Chevalier sottolinea che «Il risultato più eclatante riguarda le aree tropicali, sia terrestri che marine. E’ comunemente accettato che il cambiamento climatico porterà a una massiccia scomparsa della biodiversità, fino al 54% delle specie tropicali terrestri entro il 2041-2060 secondo i modelli tradizionali. Il nostro modello mette in prospettiva questa previsione e prevede una riduzione della diversità delle specie “solo” del 39%».
E’ una buona notizia? Chiaramente no, avvertono gli scienziati che raccomandano di restare cauti: «Questa stima della biodiversità minacciata resta allarmante e il clima non è l’unica variabile da prendere in considerazione per avere una previsione realistica del rischio di estinzione delle specie. Dobbiamo considerare anche altre pressioni antropiche, come la perdita di habitat, l’inquinamento, lo sfruttamento eccessivo e persino le invasioni biologiche. Anche se alcune specie sono pre-adattate alle condizioni future, non saranno in grado di sopravvivere se il loro habitat dovesse scomparire. Idealmente, tutti questi aspetti dovrebbero essere presi in considerazione, ma in questo ci siano concentrati sugli aspetti climatici di cui conoscono le condizioni passate».

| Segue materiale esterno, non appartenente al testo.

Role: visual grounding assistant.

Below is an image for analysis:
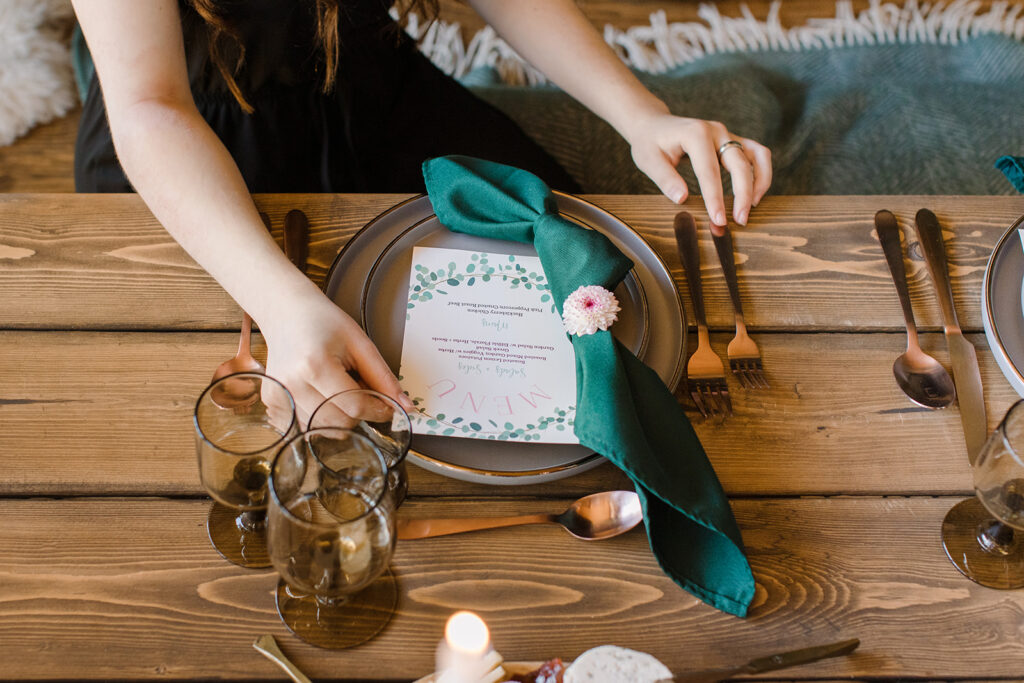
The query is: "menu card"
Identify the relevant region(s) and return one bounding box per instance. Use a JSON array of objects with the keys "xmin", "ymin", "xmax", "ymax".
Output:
[{"xmin": 398, "ymin": 247, "xmax": 579, "ymax": 443}]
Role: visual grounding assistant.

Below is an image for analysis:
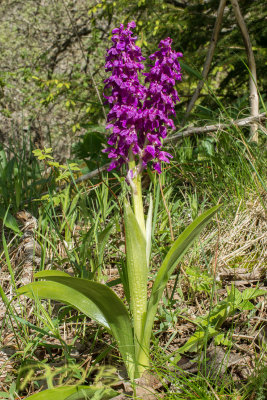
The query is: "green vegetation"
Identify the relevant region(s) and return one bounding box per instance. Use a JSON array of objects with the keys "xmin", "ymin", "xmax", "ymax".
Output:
[{"xmin": 0, "ymin": 0, "xmax": 267, "ymax": 400}]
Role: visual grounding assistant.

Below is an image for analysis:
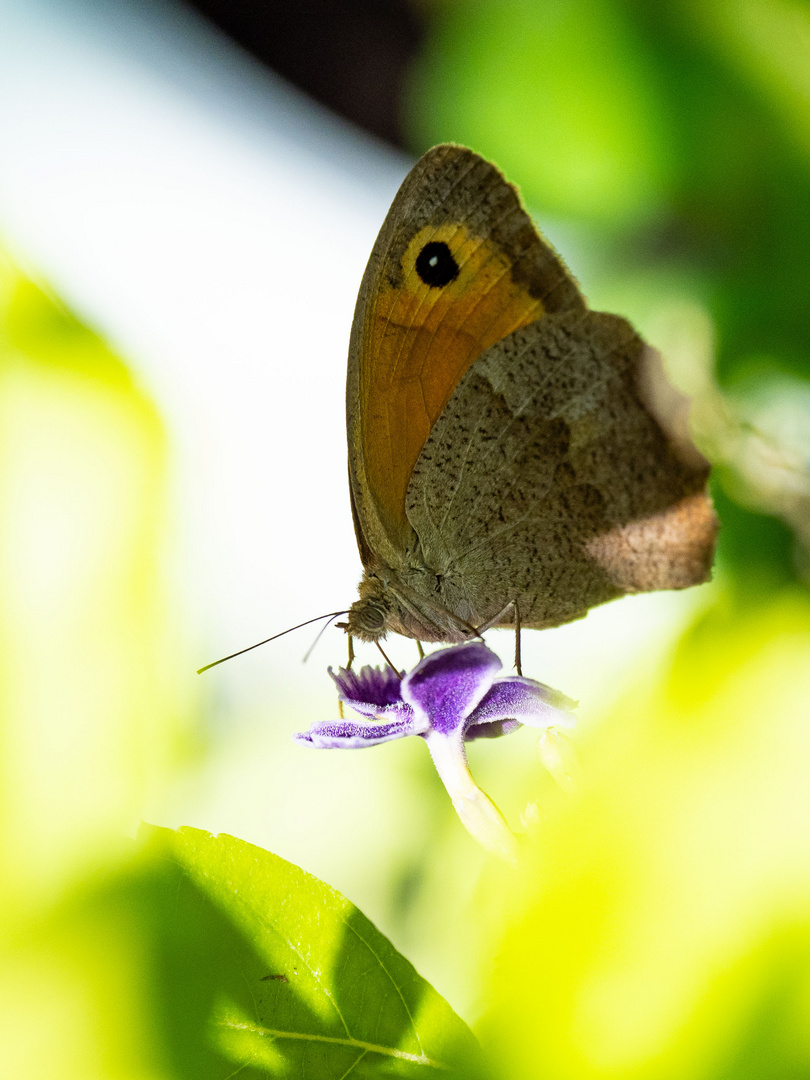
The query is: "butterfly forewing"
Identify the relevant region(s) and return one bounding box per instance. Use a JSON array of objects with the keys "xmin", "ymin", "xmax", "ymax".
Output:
[{"xmin": 347, "ymin": 145, "xmax": 584, "ymax": 566}]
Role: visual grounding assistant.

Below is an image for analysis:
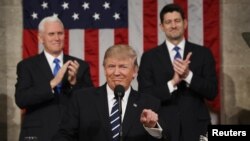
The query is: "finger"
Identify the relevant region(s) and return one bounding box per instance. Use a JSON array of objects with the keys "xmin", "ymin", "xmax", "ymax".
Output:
[{"xmin": 185, "ymin": 52, "xmax": 192, "ymax": 62}]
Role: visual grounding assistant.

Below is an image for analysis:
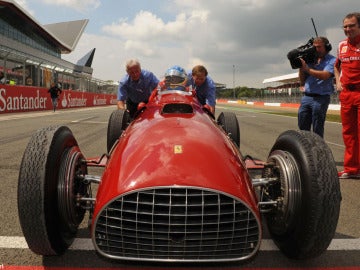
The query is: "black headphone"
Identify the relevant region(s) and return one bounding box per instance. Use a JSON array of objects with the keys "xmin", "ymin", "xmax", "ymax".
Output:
[{"xmin": 320, "ymin": 37, "xmax": 332, "ymax": 52}]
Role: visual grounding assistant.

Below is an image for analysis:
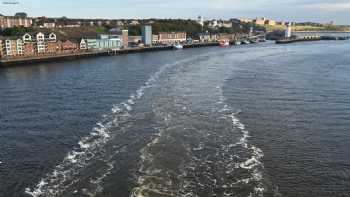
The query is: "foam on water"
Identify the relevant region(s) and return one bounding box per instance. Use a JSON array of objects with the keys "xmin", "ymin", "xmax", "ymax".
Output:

Broennimann, che si occupa di ecologia spaziale, conclude: «Il nostro studio dimostra che è importante affinare costantemente i nostri modelli, per tenere conto di nuove ipotesi sulla possibile risposta di alcune specie. Sebbene questo sia vero per le specie tropicali che potrebbero tollerare i cambiamenti climatici meglio del previsto, le vecchie stime rimangono valide per le specie delle regioni fredde, alpine e polari e, in larga misura, per le specie delle zone temperate, perché il clima che attualmente regna in queste zone entro il 2041 non esisteranno più siti. Queste specie vivono già ai margini della loro nicchia climatica e non saranno in grado di tollerare temperature significativamente più calde. Questa è una certezza!»